今日は訪問診療を行っているレビー小体型の著効例をご報告します。

80歳台の男性。5年前に振戦・夜中の大声の寝言・意識消失があり別の医師によってレビー小体型と診断されています。長谷川式は26点でした。中核薬はずっと入っていません。ドプス・セルシンを使ってめまいで歩けなくなった既往あり。3年前から嗜眠、小刻み歩行、嚥下障害が出現。昨年には長谷川式が10点まで落ち、ドプスからネオドパゾールに変更されています。2回意識障害で総合病院に救急搬送されるも、器質的異常なく「脱水」と診断されていました。

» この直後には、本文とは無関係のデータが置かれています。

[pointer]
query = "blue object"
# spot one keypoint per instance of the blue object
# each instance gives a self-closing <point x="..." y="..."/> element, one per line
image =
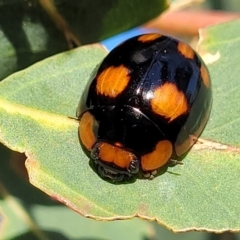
<point x="112" y="42"/>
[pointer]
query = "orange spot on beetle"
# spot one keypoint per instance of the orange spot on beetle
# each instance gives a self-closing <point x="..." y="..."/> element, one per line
<point x="112" y="81"/>
<point x="112" y="154"/>
<point x="159" y="157"/>
<point x="186" y="50"/>
<point x="169" y="102"/>
<point x="86" y="130"/>
<point x="205" y="76"/>
<point x="149" y="37"/>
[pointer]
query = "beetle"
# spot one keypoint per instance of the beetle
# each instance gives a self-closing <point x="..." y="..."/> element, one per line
<point x="146" y="105"/>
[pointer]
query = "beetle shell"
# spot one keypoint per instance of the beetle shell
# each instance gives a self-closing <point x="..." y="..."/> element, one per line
<point x="147" y="103"/>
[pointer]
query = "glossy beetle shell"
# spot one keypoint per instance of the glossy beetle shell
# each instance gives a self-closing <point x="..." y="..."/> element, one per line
<point x="148" y="103"/>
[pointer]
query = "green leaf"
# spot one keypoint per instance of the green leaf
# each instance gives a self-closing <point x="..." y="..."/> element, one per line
<point x="28" y="34"/>
<point x="24" y="212"/>
<point x="202" y="194"/>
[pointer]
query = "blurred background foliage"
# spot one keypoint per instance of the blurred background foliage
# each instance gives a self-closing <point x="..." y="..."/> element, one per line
<point x="33" y="214"/>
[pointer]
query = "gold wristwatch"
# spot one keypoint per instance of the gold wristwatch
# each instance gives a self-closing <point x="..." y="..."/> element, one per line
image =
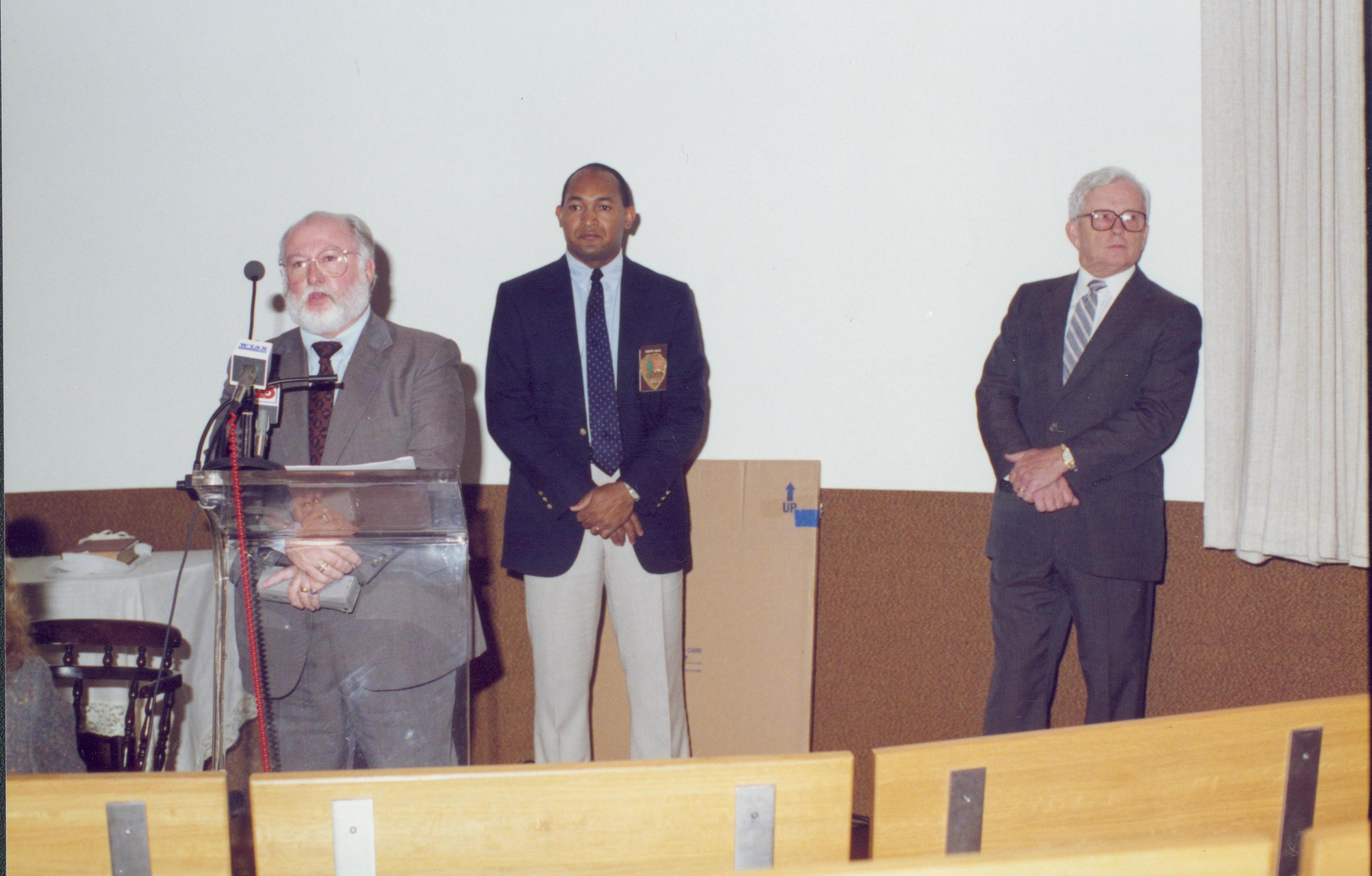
<point x="1067" y="460"/>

 1年前に私が訪問診療の担当になりましたが、「よく転び、よく寝ている」状態をそのままに診ていた(いや、診ていなかったか)ことを自戒を込めてここに告白します。ただただ前医の処方を継続していたのです。訪問する度に、ベッドの上で猫のように体を丸め、起き上がった姿を見たことがありませんでした。全く動かないので冬は指の先まで冷え切って暗紫色になっていて、まさしく冬眠しているようでした。質問すると目をつぶったまま面倒くさそうに一言二言。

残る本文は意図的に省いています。